How is this not bigger news?
So, I've been trying to avoid the political arena here for a bit, but I just couldn't stop myself after seeing a summary of Alberto Gonzales's testimony in front of Specter, Leahy and the boys of the Justice Committee.
I know you are capable of reading the article yourselves, but there are a few points that I just can't avoid repeating. First, after receiving his subpoena to appear in front of the Committee, Albie managed to not submit his written statement on time. This isn't the HUAC we're talking about; where i'm from, a letter from the US Congress asking for your testimony to rationalize your clearly illegal activities should get your attention.
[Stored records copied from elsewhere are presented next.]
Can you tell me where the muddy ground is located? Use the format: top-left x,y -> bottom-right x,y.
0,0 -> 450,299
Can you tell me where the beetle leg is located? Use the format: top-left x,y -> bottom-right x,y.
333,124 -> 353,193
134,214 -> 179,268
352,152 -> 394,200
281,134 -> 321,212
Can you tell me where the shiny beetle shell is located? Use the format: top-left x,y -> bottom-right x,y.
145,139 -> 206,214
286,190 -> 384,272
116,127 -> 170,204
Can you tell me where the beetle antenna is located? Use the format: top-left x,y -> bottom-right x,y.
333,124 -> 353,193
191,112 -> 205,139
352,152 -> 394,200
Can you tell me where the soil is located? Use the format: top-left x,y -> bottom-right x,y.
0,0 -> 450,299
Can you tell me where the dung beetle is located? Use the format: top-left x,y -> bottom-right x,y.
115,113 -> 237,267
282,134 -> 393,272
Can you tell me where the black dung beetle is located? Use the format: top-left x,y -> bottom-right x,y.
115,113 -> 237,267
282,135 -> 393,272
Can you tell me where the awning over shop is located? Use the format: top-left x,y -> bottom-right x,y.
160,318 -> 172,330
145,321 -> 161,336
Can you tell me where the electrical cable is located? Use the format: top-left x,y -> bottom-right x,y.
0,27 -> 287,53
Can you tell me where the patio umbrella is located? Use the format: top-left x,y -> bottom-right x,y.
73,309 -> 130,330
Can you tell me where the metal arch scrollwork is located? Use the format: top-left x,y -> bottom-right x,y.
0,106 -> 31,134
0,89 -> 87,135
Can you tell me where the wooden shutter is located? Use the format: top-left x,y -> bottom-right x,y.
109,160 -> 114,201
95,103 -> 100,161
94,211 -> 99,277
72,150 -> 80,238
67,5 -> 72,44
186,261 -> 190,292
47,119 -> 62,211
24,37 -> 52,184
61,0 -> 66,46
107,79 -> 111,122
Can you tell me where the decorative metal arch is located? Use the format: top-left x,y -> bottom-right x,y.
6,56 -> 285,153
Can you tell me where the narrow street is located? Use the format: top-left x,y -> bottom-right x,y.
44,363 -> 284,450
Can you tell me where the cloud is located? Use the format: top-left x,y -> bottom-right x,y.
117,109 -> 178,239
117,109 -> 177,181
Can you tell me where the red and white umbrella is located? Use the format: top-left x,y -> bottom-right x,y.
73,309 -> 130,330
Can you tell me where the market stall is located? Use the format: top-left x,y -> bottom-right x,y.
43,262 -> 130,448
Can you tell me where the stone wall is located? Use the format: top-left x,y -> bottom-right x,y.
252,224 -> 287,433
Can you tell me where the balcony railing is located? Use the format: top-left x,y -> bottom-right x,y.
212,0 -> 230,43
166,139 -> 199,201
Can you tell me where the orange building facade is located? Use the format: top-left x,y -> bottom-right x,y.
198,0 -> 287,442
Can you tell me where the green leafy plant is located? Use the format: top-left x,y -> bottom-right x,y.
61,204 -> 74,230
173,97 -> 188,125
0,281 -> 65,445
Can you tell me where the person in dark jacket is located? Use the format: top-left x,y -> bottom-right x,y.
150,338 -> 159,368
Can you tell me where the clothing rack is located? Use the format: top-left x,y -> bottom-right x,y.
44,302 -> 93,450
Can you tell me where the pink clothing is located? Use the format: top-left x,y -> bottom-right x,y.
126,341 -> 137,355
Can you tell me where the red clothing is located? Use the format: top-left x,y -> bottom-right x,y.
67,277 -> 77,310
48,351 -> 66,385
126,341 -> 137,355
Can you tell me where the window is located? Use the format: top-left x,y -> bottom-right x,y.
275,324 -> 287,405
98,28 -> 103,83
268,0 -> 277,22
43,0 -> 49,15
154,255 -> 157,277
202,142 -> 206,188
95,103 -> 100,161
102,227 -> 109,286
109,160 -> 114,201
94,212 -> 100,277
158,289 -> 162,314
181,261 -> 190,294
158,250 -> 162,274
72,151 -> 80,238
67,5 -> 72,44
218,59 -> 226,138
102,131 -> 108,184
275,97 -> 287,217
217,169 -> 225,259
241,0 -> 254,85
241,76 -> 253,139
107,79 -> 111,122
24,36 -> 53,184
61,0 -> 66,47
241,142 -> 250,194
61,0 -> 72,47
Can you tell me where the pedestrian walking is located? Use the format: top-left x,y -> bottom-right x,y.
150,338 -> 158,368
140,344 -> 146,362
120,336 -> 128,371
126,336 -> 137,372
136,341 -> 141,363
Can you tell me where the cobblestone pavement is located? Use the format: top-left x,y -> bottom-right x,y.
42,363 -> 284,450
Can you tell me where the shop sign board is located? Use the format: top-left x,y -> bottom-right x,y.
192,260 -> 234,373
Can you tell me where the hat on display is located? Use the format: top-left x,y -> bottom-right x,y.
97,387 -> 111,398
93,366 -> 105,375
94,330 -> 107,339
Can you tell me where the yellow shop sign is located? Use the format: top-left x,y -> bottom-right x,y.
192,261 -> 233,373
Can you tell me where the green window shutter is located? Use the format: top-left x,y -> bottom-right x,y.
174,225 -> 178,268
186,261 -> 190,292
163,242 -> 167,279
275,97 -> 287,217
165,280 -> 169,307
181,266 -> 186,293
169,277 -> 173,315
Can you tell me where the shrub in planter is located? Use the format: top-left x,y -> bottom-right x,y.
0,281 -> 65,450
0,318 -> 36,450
But the bigger point is that when the Office of Professional Responsibility was directed by Congress to investigate, they were unable to get started due to an inability to get security clearance; these clearances were personally denied by our President. It is exactly this type of abuse of power that calls for the immediate appointment of a Special Prosecutor, who then obviously has to be given the clearance to do their job. After a slightly encouraging possibility of the program at least being reviewed by FISA, it is now clear that this would be a paper review at best - which I guess we all should have known from the start. In fact I think the Wiretappers made a strategic flaw here...if you are going to be investigated, why not be investigated by FISA? They are almost certainly the court with the most expansive view of the power of the Executive.
Any concerns that a further review of the program would further declassify it are completely ridiculous; the existance of the thing is known to pretty much everybody right now, and knowing what safeguards (if any) are there to protect the rest of us is hardly going to make the thing less secret! The question I would like to ask is...where does it stop? Is there anything the Unitary Executive is NOT allowed to do?
1 Comments:
I don't think it does stop, and honestly, I find myself wondering what will happen as the presidency shifts to the next person. I wonder if the 22nd Ammendment doesn't apply in "wartime".
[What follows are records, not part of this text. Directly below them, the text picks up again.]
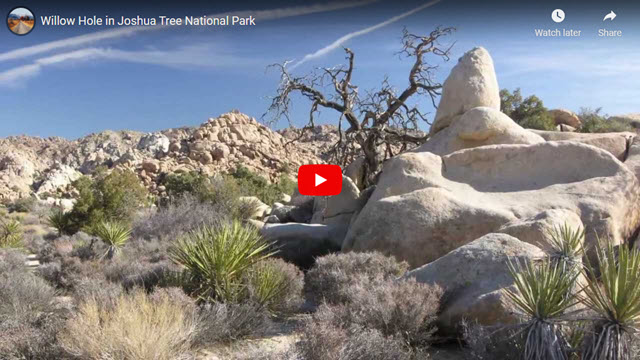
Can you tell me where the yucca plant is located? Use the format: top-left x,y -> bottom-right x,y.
169,221 -> 274,302
549,223 -> 585,271
47,208 -> 69,237
507,259 -> 579,360
0,220 -> 22,248
581,242 -> 640,360
91,221 -> 131,259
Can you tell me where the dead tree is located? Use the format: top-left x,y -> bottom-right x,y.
263,27 -> 455,187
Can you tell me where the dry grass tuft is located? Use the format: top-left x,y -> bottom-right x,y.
60,291 -> 198,360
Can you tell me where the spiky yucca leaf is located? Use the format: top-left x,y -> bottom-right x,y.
0,220 -> 22,248
549,223 -> 585,270
581,241 -> 640,360
507,259 -> 579,360
91,221 -> 131,259
47,208 -> 69,236
169,221 -> 274,302
507,260 -> 579,320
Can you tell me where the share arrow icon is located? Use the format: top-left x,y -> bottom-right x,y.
602,10 -> 617,21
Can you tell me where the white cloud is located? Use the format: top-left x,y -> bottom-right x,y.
0,0 -> 379,62
0,45 -> 254,87
290,0 -> 441,70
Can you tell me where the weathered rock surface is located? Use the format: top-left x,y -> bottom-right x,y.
430,47 -> 500,135
609,113 -> 640,129
413,107 -> 545,155
496,209 -> 584,252
343,141 -> 640,267
36,165 -> 82,195
549,109 -> 582,129
556,124 -> 578,132
405,233 -> 544,333
0,112 -> 322,201
530,130 -> 636,160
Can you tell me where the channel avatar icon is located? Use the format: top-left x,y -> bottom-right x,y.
7,6 -> 36,35
298,164 -> 342,196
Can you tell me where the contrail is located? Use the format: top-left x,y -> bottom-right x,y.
0,0 -> 379,62
289,0 -> 441,70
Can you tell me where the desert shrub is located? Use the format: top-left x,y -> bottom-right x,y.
169,221 -> 273,302
231,166 -> 296,204
305,252 -> 409,304
289,305 -> 412,360
7,196 -> 36,213
500,89 -> 555,130
47,208 -> 72,237
133,194 -> 233,239
0,220 -> 23,248
60,291 -> 198,360
247,258 -> 304,314
104,258 -> 176,291
194,302 -> 272,345
91,221 -> 131,259
67,169 -> 148,234
161,171 -> 214,201
582,241 -> 640,360
73,277 -> 124,309
0,249 -> 27,274
342,277 -> 442,347
578,108 -> 634,133
0,263 -> 55,318
0,264 -> 62,360
507,259 -> 580,360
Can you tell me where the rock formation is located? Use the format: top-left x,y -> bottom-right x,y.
342,48 -> 640,267
430,47 -> 500,135
549,109 -> 582,129
0,112 -> 328,201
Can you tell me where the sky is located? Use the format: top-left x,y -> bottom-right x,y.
0,0 -> 640,139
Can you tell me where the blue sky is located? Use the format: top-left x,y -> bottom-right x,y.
0,0 -> 640,138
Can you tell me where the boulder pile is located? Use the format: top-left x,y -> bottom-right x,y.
0,111 -> 324,201
255,48 -> 640,332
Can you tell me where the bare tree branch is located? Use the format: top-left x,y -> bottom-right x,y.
263,27 -> 455,186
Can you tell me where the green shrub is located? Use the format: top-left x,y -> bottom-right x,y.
0,220 -> 23,248
247,258 -> 304,314
7,196 -> 36,212
91,221 -> 131,259
582,241 -> 640,360
500,88 -> 555,130
67,169 -> 148,234
169,221 -> 273,302
578,108 -> 634,133
161,171 -> 214,201
60,290 -> 199,360
507,259 -> 580,360
305,252 -> 409,304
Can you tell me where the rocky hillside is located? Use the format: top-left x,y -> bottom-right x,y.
0,111 -> 337,201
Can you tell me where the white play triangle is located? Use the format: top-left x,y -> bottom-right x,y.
316,174 -> 327,186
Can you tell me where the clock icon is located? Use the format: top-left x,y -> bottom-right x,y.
551,9 -> 564,23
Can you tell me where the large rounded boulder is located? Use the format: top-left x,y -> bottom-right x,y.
430,47 -> 500,134
342,141 -> 640,267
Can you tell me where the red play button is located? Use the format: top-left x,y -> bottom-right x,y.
298,165 -> 342,196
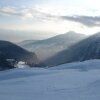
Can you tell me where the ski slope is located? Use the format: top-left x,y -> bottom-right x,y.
0,60 -> 100,100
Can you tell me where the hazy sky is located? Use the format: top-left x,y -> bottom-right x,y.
0,0 -> 100,41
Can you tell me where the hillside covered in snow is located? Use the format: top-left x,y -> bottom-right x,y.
0,60 -> 100,100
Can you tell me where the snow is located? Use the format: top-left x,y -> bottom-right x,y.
0,60 -> 100,100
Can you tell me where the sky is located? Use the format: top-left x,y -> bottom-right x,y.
0,0 -> 100,41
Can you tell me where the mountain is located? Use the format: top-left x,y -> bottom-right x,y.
45,33 -> 100,66
0,41 -> 40,70
20,31 -> 85,62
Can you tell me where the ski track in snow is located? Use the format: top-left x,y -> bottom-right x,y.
0,60 -> 100,100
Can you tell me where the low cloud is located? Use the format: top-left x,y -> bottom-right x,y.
61,16 -> 100,27
0,7 -> 100,27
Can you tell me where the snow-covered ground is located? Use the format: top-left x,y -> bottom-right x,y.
0,60 -> 100,100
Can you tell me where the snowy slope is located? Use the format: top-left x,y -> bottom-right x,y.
0,60 -> 100,100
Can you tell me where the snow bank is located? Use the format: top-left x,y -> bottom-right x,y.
0,60 -> 100,100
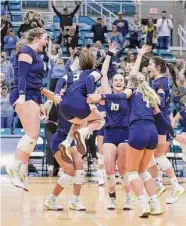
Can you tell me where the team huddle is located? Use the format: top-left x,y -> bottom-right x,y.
6,28 -> 186,217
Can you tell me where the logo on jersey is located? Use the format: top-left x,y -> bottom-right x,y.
73,72 -> 81,82
110,103 -> 119,111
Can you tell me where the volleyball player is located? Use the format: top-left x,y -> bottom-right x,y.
148,57 -> 185,204
87,44 -> 134,210
6,28 -> 47,190
96,87 -> 106,186
172,95 -> 186,161
44,78 -> 86,211
59,50 -> 104,159
88,46 -> 185,217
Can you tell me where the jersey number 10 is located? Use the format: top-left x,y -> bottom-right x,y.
111,103 -> 119,111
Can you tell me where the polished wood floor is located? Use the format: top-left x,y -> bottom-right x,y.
1,176 -> 186,226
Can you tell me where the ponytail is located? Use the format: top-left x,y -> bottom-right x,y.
166,63 -> 179,93
129,72 -> 160,108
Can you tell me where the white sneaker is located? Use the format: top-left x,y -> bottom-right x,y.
74,128 -> 90,155
123,196 -> 134,210
5,164 -> 28,191
68,201 -> 86,211
98,176 -> 105,186
18,164 -> 28,191
58,140 -> 72,163
44,197 -> 63,210
92,158 -> 97,170
48,165 -> 54,177
139,202 -> 150,218
149,200 -> 163,215
156,186 -> 167,198
166,185 -> 185,204
107,198 -> 116,210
I've thought that the Cheney-led adminstration subscribes to an authoritarian philosophy, but now there are even Republicans saying the same thing. On NPR's OnPoint the other day , John Dean, former counsel to Richard Nixon, the imperial president himself, very bluntly says that this adminstration is proto-authoritarian. He's written a book about it called Conservative Without Conscience. I'm looking forward to reading it.